Department of Biostatistics, Vanderbilt University Medical Center, Nashville, TN, USA.
Department of Biostatistics, Epidemiology and Informatics, University of Pennsylvania, Philadelphia, PA, USA.
Stat Methods Med Res. 2021 May;30(5):1306-1319. doi: 10.1177/0962280221995972. Epub 2021 Apr 7.

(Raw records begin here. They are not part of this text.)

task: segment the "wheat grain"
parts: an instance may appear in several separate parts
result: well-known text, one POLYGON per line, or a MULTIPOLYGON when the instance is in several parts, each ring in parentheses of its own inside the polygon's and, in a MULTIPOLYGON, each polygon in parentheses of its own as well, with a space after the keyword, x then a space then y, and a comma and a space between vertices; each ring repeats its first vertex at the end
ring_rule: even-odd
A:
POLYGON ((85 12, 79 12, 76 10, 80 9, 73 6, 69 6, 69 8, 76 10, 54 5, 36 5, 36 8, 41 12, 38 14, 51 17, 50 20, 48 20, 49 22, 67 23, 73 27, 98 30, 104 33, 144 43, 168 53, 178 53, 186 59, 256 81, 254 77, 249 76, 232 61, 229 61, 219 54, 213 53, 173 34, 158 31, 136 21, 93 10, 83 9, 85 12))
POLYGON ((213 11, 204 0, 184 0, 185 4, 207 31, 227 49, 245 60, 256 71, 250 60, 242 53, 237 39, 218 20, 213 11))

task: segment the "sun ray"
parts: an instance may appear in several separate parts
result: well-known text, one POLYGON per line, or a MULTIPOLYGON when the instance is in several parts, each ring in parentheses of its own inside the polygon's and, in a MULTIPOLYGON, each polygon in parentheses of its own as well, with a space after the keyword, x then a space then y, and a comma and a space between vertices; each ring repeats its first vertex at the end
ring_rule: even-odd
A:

Considerations regarding clinical effectiveness and cost are essential in comparing the overall value of two treatments. There has been growing interest in methodology to integrate cost and effectiveness measures in order to inform policy and promote adequate resource allocation. The net monetary benefit aggregates information on differences in mean cost and clinical outcomes; the cost-effectiveness acceptability curve was developed to characterize the extent to which the strength of evidence regarding net monetary benefit changes with fluctuations in the willingness-to-pay threshold. Methods to derive insights from characteristics of the cost/clinical outcomes besides mean differences remain undeveloped but may also be informative. We propose a novel probabilistic measure of cost-effectiveness based on the stochastic ordering of the individual net benefit distribution under each treatment. Our approach is able to accommodate features frequently encountered in observational data including confounding and censoring, and complements the net monetary benefit in the insights it provides. We conduct a range of simulations to evaluate finite-sample performance and illustrate our proposed approach using simulated data based on a study of endometrial cancer patients.
在比较两种治疗方法的整体价值时,考虑临床效果和成本至关重要。人们越来越关注将成本和效果措施相结合的方法,以便为政策提供信息并促进资源的合理分配。净货币效益综合了平均成本和临床结果差异的信息;成本效益可接受性曲线的开发是为了描述在支付意愿阈值波动时,关于净货币效益的证据强度变化的程度。除了均值差异之外,从成本/临床结果的特征中得出见解的方法仍有待发展,但也可能具有信息性。我们提出了一种基于个体净效益分布在每种治疗下的随机排序的新的成本效益概率度量方法。我们的方法能够适应观察性数据中经常遇到的特征,包括混杂和删失,并在提供的见解中补充净货币效益。我们进行了一系列模拟来评估有限样本的性能,并使用基于子宫内膜癌患者研究的模拟数据来说明我们提出的方法。